Nicht unbedingt. Während Schädlinge wie Blattläuse und Wollläuse eine klebrige Substanz namens Honigtau absondern, ist das Vorhandensein kleiner, deutlicher Nektartröpfchen, insbesondere an neuem Wachstum oder Blattstielen, wahrscheinlich auf extraflorale Nektarien zurückzuführen. EFNs sind ein natürlicher Pflanzenprozess, kein Befall. Überprüfen Sie Ihre Pflanze immer auf tatsächliche Schädlinge, um sicherzugehen.

Soll ich den Nektar von den Blättern meiner Pflanze entfernen?

Das Entfernen des Nektars ist für die Gesundheit der Pflanze nicht notwendig. Wenn die Sekrete jedoch übermäßig sind, können sie klebrig werden und Staub anziehen. Sie können den Nektar vorsichtig mit einem weichen, feuchten Tuch abwischen, wenn Sie dies bevorzugen, was auch dazu beitragen kann, das Wachstum von Rußtau zu verhindern.

Welche meiner Zimmerpflanzen haben wahrscheinlich extraflorale Nektarien?

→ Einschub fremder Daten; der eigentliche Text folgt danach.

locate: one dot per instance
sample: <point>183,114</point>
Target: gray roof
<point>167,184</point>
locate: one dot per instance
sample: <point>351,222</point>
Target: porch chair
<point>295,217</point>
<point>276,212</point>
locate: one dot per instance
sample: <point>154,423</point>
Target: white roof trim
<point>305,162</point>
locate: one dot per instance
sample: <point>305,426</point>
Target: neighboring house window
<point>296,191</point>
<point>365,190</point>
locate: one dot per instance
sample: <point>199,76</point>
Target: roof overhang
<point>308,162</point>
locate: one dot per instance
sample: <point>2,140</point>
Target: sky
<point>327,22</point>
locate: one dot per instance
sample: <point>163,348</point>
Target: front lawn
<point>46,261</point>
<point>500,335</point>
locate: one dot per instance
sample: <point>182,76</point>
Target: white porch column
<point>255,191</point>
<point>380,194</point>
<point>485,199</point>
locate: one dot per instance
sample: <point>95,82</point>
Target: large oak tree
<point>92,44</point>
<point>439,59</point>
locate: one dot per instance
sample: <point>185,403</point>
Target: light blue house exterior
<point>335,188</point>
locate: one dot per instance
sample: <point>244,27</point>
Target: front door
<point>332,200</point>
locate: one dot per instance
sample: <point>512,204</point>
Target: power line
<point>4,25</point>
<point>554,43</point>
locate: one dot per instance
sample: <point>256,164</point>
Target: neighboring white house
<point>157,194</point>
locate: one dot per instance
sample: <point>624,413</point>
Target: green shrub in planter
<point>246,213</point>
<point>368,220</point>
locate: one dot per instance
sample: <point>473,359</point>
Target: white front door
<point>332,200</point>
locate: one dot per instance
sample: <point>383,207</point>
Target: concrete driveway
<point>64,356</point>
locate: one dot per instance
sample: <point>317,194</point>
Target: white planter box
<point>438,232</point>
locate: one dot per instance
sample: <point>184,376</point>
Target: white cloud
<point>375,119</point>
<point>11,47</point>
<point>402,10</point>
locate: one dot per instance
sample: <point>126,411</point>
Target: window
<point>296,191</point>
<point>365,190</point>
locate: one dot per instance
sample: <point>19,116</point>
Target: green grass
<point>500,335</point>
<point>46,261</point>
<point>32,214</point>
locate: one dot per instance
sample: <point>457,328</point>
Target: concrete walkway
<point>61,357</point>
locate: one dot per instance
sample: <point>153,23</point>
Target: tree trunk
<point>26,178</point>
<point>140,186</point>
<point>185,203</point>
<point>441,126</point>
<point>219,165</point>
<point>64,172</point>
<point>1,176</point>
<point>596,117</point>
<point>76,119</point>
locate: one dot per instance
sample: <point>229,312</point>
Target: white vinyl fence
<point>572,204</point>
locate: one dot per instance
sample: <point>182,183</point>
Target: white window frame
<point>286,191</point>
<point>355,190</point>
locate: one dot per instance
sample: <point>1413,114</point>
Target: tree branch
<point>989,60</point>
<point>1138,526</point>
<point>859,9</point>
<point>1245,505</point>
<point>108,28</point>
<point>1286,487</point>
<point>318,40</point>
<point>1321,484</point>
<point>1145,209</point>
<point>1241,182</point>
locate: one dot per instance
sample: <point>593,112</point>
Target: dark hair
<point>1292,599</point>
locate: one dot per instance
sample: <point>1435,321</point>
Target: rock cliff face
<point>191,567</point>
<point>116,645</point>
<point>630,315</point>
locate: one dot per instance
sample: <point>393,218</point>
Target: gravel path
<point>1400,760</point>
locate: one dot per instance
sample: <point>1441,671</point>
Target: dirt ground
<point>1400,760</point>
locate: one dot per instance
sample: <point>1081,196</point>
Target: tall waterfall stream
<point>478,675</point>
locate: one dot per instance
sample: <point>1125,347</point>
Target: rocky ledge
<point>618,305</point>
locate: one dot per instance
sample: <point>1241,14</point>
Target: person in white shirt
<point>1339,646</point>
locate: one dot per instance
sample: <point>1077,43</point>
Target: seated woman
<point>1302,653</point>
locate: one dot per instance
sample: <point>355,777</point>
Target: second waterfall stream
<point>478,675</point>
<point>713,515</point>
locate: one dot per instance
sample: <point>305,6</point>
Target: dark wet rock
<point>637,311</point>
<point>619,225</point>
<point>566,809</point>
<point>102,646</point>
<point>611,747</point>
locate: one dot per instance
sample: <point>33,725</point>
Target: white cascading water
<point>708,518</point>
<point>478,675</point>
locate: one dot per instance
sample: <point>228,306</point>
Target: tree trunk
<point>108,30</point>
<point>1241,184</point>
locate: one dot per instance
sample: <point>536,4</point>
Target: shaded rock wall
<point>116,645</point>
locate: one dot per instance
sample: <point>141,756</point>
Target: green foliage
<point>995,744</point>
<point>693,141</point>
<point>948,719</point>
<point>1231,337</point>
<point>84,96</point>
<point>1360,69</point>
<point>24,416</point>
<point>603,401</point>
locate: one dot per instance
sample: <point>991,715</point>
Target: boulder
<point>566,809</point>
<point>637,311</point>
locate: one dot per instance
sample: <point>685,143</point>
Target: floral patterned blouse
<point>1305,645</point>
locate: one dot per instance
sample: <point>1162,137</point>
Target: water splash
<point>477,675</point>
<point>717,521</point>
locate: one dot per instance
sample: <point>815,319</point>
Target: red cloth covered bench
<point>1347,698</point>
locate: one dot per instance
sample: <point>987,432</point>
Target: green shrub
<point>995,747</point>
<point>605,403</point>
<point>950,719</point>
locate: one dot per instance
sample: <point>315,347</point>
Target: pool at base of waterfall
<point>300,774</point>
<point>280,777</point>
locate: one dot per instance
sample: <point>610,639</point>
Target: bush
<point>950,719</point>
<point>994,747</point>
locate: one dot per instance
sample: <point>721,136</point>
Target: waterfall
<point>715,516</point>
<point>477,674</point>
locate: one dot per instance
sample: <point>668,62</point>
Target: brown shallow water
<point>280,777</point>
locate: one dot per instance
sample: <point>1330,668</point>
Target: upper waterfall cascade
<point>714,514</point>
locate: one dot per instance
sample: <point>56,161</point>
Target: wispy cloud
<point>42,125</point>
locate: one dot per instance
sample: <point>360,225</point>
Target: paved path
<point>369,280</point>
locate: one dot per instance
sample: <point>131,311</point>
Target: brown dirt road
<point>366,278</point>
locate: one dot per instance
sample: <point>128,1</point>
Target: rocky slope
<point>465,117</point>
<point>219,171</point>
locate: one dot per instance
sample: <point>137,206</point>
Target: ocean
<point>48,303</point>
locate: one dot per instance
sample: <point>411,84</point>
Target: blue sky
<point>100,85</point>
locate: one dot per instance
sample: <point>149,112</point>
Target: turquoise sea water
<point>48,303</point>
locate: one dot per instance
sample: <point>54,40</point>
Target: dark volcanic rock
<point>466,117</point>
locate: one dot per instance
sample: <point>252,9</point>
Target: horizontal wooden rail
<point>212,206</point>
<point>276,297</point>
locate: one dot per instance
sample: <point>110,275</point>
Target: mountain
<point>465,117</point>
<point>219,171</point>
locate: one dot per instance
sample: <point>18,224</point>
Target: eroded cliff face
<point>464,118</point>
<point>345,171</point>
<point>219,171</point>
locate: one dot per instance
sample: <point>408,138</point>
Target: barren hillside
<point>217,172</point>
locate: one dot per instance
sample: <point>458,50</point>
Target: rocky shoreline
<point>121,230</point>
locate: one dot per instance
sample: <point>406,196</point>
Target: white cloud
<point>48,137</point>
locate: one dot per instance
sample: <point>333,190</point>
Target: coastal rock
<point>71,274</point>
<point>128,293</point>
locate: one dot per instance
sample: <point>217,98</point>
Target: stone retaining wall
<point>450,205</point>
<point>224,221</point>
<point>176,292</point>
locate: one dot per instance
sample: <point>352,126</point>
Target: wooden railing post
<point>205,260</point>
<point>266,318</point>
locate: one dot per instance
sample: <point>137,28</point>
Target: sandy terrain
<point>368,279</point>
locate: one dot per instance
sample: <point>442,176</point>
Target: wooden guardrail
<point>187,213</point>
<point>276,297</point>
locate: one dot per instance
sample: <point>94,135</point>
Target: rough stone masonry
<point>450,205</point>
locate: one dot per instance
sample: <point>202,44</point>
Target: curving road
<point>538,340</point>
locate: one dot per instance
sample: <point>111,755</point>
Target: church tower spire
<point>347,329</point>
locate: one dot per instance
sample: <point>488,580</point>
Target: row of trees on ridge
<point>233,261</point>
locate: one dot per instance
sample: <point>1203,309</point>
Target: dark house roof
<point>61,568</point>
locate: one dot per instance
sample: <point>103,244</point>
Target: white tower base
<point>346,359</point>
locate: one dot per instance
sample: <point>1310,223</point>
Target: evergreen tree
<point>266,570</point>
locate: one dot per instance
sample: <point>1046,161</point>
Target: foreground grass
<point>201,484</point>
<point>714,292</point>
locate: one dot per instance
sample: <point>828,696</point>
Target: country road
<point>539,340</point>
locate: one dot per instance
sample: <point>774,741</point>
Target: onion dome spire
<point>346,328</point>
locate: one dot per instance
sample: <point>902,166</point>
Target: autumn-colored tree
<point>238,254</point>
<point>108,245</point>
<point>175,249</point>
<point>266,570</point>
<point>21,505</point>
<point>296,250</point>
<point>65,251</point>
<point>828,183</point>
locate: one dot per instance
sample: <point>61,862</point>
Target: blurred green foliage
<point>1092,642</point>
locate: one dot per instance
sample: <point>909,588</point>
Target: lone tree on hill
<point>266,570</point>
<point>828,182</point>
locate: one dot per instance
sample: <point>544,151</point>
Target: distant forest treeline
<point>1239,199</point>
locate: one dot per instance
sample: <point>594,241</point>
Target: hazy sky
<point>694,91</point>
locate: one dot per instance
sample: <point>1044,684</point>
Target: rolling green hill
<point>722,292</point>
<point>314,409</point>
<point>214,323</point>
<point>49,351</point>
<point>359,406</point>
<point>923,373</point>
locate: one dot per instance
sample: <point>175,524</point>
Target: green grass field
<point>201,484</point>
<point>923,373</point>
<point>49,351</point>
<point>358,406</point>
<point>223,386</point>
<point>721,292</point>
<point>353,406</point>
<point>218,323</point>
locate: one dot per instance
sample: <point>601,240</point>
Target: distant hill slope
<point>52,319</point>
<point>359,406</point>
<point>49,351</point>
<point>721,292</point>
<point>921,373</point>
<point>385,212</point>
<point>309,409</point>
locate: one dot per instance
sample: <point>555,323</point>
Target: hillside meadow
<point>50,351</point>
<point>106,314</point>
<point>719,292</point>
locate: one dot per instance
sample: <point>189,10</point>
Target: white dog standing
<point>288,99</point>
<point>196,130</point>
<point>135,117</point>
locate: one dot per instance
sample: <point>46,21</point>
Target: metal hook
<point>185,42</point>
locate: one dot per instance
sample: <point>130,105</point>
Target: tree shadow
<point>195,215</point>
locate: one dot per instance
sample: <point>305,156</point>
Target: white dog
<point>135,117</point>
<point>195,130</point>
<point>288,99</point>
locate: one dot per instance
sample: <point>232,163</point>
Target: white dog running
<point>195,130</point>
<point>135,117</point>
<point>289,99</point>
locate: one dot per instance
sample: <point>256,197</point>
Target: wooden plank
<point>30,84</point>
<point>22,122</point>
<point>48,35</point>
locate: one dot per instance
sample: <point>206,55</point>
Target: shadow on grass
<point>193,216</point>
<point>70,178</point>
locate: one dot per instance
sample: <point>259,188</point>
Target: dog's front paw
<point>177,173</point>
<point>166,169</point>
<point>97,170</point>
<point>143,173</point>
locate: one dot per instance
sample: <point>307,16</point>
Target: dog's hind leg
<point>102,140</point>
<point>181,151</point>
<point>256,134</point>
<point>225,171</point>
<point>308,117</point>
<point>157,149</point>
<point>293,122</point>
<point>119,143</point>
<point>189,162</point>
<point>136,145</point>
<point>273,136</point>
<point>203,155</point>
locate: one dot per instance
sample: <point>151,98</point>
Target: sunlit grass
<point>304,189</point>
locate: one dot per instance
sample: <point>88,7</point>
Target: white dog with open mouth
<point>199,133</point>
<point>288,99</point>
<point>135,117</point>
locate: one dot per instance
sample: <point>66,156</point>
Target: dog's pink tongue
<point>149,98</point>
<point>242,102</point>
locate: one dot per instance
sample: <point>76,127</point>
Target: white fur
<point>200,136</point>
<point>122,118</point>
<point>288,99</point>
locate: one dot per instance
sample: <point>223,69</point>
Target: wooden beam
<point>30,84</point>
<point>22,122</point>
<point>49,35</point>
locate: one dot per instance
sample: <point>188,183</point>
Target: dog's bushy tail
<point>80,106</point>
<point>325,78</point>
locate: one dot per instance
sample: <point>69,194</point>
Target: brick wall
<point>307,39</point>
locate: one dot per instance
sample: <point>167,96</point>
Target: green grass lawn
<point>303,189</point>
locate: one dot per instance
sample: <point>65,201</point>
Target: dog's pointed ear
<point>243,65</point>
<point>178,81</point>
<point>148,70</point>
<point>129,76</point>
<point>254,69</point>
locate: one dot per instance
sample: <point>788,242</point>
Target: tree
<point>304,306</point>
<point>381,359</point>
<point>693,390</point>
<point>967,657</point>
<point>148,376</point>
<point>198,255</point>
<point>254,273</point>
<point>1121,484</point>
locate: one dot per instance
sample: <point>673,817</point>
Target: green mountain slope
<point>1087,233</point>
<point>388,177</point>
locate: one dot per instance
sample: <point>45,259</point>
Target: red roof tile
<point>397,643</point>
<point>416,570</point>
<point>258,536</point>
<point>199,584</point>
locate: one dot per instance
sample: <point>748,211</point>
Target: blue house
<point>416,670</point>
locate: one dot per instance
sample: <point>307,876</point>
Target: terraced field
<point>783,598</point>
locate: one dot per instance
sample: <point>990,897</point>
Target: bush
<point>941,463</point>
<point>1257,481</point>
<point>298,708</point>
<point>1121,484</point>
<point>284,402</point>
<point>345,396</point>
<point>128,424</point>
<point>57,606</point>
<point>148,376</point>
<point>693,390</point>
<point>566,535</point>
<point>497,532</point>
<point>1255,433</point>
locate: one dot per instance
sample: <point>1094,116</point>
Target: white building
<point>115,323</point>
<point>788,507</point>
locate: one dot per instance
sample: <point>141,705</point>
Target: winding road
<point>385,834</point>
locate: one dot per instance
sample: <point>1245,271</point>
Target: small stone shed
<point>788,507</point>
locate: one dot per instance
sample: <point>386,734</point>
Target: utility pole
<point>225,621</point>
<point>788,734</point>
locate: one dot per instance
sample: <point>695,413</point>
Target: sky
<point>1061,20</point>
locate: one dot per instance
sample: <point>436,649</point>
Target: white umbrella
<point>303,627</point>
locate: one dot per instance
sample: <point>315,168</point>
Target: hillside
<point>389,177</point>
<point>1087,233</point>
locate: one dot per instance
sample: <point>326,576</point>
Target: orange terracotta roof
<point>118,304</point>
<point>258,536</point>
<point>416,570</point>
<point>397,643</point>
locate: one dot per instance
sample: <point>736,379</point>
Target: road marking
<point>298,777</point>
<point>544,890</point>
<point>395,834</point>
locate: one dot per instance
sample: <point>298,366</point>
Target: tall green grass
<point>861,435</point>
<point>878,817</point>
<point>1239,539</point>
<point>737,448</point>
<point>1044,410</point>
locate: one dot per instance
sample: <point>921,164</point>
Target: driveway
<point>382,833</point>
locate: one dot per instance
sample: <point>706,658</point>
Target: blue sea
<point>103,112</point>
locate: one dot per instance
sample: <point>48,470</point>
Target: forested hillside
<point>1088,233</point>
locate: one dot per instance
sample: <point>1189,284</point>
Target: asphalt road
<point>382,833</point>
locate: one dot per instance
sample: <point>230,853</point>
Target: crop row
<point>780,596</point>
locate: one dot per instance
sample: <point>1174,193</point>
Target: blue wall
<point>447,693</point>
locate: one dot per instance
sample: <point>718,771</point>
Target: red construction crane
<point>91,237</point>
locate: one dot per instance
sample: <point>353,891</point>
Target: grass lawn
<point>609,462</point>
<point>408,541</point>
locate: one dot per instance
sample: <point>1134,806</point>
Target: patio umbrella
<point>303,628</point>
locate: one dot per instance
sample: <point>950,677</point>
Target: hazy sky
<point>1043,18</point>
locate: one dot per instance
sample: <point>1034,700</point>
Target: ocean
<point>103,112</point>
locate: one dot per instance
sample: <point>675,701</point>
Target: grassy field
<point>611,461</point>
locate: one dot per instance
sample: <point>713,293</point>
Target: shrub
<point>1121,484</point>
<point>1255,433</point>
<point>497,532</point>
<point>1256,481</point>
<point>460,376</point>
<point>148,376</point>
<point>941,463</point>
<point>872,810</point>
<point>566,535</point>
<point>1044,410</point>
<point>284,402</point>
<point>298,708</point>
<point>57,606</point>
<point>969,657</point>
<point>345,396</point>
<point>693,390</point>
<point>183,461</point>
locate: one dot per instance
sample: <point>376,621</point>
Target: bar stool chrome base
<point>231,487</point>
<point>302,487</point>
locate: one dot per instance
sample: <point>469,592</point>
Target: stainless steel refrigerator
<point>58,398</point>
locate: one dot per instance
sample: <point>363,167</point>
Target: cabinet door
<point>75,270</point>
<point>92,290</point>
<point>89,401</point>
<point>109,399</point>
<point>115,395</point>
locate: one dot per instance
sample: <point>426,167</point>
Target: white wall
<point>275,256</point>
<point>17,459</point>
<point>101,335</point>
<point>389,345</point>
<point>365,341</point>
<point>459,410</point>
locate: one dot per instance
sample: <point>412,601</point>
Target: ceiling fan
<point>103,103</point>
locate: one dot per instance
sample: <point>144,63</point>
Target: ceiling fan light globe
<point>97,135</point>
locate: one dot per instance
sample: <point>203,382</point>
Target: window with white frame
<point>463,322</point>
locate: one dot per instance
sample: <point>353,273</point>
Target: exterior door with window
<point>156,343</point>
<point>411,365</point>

Innerhalb der Familie der Araceae sind EFNs häufig an vielen Arten von Philodendron und Alocasia zu finden. Sie kommen auch in anderen Pflanzenfamilien vor, wobei einige Arten von Hoya, Passiflora (Passionsblume) und sogar bestimmte Farne dieses faszinierende Merkmal aufweisen.

Häufig gestellte Fragen

Soll ich den Nektar von den Blättern meiner Pflanze entfernen?

Das Entfernen des Nektars ist für die Gesundheit der Pflanze nicht notwendig. Wenn die Sekrete jedoch übermäßig sind, können sie klebrig werden und Staub anziehen. Sie können den Nektar vorsichtig mit einem weichen, feuchten Tuch abwischen, wenn Sie dies bevorzugen, was auch dazu beitragen kann, das Wachstum von Rußtau zu verhindern.